En un reciente reporte sobre el censo de educación superior en Brasil, la evidencia muestra que seis de cada diez estudiantes que han culminado sus estudios superiores lo han hecho en programas de educación a distancia y, en su mayoría, en universidades privadas. Sí, como lo lee, en el Brasil del presidente Luiz Inácio ‘Lula’ da Silva. En la descripción demográfica de estos “nuevos estudiantes” de educación superior resalta el hecho de que la enorme mayoría son mayores, pobres y con retos académicos que necesitan ser atendidos. Creo que todos sabemos bien que el talento no elige dónde nacer y que, por el contrario, necesita ecosistemas que lo impulsen, que le ofrezcan las condiciones para que florezca y pueda generar bienestar, riqueza y desarrollo en la sociedad. Sobre todo, si consideramos que la diferencia significativa en la competencia entre países –y hay evidencia de investigación sobre ello– se da a nivel del talento formado y desarrollado de las personas.
A la luz de lo anterior, se hace imposible e improbable de comprender (o siquiera defender) la decisión de la Superintendencia Nacional de Educación Superior (Sunedu) de eliminar los programas de educación a distancia para adultos que trabajan.
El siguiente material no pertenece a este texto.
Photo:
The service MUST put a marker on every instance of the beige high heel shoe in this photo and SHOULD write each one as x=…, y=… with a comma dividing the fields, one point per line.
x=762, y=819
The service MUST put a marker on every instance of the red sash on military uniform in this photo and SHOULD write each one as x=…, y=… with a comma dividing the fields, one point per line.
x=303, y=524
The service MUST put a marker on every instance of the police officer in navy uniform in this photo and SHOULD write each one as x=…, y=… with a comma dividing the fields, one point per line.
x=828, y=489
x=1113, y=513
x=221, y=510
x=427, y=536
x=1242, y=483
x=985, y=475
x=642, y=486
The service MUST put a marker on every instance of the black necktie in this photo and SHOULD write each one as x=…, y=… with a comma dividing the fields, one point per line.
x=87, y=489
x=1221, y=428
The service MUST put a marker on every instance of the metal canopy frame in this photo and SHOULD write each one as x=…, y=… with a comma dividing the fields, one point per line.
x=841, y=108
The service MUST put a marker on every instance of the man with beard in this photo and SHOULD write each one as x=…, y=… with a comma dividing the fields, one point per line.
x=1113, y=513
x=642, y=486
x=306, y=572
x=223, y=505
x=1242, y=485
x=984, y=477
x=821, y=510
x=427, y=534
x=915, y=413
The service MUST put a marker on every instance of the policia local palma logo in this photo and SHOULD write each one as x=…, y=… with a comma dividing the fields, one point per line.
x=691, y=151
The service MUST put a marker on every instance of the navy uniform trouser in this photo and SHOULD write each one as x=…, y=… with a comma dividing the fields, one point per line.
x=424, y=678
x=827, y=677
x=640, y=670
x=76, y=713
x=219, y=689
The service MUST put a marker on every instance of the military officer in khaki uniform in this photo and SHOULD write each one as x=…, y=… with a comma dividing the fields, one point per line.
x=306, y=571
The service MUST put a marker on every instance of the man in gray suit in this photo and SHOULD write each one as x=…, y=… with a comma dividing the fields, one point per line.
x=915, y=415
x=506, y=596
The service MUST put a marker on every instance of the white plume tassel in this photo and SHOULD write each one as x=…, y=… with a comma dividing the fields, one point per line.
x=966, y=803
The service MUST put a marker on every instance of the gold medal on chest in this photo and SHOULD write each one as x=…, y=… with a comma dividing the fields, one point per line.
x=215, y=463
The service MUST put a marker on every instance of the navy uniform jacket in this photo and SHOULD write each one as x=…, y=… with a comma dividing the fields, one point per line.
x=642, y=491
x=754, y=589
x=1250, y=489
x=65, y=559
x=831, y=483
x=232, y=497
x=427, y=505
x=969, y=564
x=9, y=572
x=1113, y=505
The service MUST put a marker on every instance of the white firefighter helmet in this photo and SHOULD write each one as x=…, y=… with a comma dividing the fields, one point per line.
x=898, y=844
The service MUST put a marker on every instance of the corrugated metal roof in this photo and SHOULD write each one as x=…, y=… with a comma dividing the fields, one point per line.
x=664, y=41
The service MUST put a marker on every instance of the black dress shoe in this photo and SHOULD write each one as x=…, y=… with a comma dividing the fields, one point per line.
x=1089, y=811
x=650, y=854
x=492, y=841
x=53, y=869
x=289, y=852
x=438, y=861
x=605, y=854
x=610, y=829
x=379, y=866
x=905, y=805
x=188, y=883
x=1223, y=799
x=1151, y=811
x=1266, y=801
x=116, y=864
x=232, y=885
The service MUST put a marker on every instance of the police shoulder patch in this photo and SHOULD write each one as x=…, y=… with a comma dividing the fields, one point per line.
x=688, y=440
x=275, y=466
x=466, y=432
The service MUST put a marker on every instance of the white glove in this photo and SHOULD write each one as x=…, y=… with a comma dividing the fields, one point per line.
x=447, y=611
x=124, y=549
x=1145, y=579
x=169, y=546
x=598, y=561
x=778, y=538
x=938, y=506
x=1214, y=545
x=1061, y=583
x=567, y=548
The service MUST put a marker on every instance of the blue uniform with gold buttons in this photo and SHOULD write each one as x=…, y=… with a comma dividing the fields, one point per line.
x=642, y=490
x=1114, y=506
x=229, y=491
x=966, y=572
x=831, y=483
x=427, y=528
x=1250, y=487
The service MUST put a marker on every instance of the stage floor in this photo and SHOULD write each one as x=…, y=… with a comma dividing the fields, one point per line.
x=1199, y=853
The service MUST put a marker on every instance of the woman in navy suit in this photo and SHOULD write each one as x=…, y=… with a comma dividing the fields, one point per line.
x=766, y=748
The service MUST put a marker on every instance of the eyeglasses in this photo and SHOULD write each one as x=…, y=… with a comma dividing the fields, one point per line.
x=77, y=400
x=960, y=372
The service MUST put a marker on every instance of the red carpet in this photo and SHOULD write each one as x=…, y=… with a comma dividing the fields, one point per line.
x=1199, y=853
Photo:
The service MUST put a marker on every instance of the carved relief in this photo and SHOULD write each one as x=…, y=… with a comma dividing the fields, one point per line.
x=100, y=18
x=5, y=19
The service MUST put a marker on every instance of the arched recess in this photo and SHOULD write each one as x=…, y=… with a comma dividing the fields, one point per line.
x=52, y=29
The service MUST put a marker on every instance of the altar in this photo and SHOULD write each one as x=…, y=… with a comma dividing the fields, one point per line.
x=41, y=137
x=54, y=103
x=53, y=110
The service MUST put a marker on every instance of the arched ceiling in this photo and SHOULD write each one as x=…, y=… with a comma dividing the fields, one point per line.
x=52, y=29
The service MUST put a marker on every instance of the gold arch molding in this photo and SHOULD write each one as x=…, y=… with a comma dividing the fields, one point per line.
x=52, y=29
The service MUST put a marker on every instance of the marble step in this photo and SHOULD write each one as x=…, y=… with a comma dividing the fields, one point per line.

Esta decisión no cuenta con ningún sustento técnico, más allá de estar basada en una discutible y antojadiza interpretación por parte del Consejo Directivo del organismo sobre la normativa existente.
Pero lo que es más grave aún es la postura irracional de negarse a querer ver la realidad: que están amputando las vías que nos permiten asegurar los caminos habilitantes para generar oportunidades formales y licenciadas de formación y de desarrollo del talento educado y profesional.
Ninguna de las razones que han esgrimido son racionales, salvo que aceptemos la hipótesis de que el Consejo Directivo de la Sunedu está apostando su institucionalidad a la imposición de un criterio caprichoso, dependiente de intereses distintos a los del bien común y la salud del subsistema de educación superior universitario. Vale decir, además, que es absurdo pretender sostener legalmente una decisión que es, al mismo tiempo, discriminatoria y segregacionista; es decir, el mundo al revés. Esto, porque tenemos una entidad del sector educativo que promueve la desigualdad al emitir una norma de un órgano del Ejecutivo que contradice radicalmente los principios ordenadores de la Ley General de Educación, que dispone que todo el sistema educativo es equitativo (inciso b, artículo 8), y que define que el servicio educativo debe contribuir a igualar las oportunidades de desarrollo integral (artículo 10). Al margen del evidente desacato realizado a través de sus redes sociales en contra de la decisión de la Secretaría Técnica de Gestión Pública de la Presidencia del Consejo de Ministros (PCM), debemos preguntarle a la Sunedu si es que va a sostener enfebrecidamente su interpretación de autonomía que, más bien, lo deja afuera del sistema educativo peruano y de los principios que lo rigen.
Siendo legalmente la llamada a licenciar, supervisar la calidad de la educación superior y fiscalizar a las universidades, la Sunedu –en un acto de prestidigitación– ha pasado ahora a representar los intereses corporativos de la autonomía universitaria y, aparentemente, de los colegios profesionales también. Frente a estas circunstancias, solo nos queda afirmar que estamos ante una institución con una profunda y preocupante crisis de identidad.
Ni las universidades, ni los estudiantes, ni los docentes, ni ningún miembro de la comunidad educativa o de la sociedad peruana debemos aceptar este escandaloso retroceso en la –ya de por sí complicada– tarea de conformar un sistema educativo universitario moderno e innovador, pero, sobre todo, orientado al aprendizaje de sus ciudadanos.